Kyle’s eyes were bloated with tears as he screamed, “No! You don’t get it!”
Immediately, Kyle’s back smacked harshly against the rock-hard floor. He looked up at Dave’s distraught face and the eyes of dozens of people within his vicinity.
“You’re a fucking creep – you hear me?” David looked upon Kyle with an expression of disappointment and loss. “You’re dead to us – all of us – so leave us alone. Never talk to any of us again.” David took a single sparing glance at Kyle before his pained eyes evaporated into the gathering crowd.
---
Though he’d expected it from the beginning, Kyle wasn’t prepared for the overwhelming influx of emotional distress building within his chest following his friends’ complete and utter, total rejection of his true personality. So, what if he was a scalie? He honestly didn’t think it was that big of a deal. In fact, he couldn’t grasp why so many people had agreed to ostracise him after half of them had just come out as gay or transgender. Was being classed as a dragon furry so different to any of that? Sure, there certainly weren’t as many of them around as any other minority – especially where he lived – but his peers seemed agreeable enough to accept anyone else with a mental deference from what they had classed as ‘the norm.’
His emotions were running too high. Making rash decisions wasn’t usually his forte, but, this time, the outer shell of vengeful anger setting on Kyle’s most foregrounded emotions had driven him to pack his bags and leave his roommates – Dave and Joseph – immediately. He wouldn’t be paying that month’s rent, nor would he ever accept any form of future apology. He blocked all but two of the numbers in his phone and marched, for the next ten miles, carrying nothing but his notepad, phone, wallet, and the clothes on his back.
---
The last few hours had been a slog – the sun was beginning to merge with the horizon, and Kyle hadn’t yet passed a single residential building. Part of his mind questioned why someone would build a university out in the middle of literally nowhere, but, then again, he’d never made the journey back to his parents’ house by leg before. Every mile felt like five. After the initial wave of emotion faded from his brain, he’d been left with a feeling of empty, demoralizing sadness that sucked all emotional energy from his body. He tried taking his mind off that day’s events by drawing something, but it was impossible to walk and sketch simultaneously.

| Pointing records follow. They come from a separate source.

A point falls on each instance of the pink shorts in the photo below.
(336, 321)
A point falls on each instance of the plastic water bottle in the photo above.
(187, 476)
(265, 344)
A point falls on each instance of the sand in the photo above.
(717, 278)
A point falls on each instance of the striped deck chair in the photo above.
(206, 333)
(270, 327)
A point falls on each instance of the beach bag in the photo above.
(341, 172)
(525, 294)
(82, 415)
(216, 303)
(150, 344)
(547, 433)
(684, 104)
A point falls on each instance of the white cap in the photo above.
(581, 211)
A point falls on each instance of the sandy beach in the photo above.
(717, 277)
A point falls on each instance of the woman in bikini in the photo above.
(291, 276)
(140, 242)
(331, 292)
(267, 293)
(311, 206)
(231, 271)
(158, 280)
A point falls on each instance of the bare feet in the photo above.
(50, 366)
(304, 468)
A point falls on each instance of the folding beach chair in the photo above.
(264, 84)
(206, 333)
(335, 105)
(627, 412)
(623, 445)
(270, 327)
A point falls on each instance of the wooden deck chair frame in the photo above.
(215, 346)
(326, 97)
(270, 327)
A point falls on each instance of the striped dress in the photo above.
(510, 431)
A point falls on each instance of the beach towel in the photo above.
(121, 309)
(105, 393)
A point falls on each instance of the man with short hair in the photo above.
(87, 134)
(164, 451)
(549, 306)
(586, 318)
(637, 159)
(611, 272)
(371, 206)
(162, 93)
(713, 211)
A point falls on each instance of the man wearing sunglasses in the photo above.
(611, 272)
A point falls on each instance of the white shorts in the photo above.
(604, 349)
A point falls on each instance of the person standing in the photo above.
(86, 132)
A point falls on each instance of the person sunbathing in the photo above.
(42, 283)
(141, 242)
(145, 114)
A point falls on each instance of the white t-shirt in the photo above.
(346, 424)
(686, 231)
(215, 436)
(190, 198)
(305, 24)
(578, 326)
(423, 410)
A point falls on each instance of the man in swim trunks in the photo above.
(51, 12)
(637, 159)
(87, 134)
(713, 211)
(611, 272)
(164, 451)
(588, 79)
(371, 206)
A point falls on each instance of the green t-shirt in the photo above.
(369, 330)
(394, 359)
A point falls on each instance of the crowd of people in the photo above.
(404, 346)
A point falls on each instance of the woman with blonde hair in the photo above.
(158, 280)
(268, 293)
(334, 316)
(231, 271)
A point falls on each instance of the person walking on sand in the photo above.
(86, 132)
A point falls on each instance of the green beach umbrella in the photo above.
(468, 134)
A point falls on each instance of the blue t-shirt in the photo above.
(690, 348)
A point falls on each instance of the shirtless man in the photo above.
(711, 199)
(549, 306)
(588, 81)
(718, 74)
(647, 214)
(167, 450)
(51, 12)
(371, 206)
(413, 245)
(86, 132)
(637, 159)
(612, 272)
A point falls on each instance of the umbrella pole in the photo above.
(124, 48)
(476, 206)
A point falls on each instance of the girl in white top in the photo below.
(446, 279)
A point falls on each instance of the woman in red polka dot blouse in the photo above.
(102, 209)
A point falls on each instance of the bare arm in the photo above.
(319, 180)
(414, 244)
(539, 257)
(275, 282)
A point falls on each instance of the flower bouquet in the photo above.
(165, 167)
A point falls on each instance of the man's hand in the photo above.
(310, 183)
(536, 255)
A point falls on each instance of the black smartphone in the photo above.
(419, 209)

Finally, as the sky began to fade from purple to black, he reached his house’s front door.
“Who is it?” An older male voice called angrily from within the building.
“It’s Kyle…” Kyle muttered tentatively.
“What? Speak up, will you! Damn it, damn ears, aren’t damn good for any damn thing anymore. What-” The door slammed open, and Kyle’s grandfather’s annoyed expression dropped to a slightly embarrassed look of surprise. He paused in hesitation before continuing a separate sentence. “-are you doing here?”
Kyle found it difficult to focus on his grandfather’s face. “Are Adam and Jessica home yet?”
A look of semi-understanding washed over Kyle’s grandfathers’ face as he noticed the wet streaks across Kyle’s face. “Wh- um… No, uh. D-do you need, uh… are you okay?”
“No.” The tone in Kyle’s voice wavered with emotion. He continued to stare downwards and grit his teeth in a futile attempt to hide his feelings. “Can I come in here for tonight, please?”
“O-of course.” Kyle’s grandfather opened himself to the living room behind him.
“Thank you.” Kyle muttered in appreciative sadness.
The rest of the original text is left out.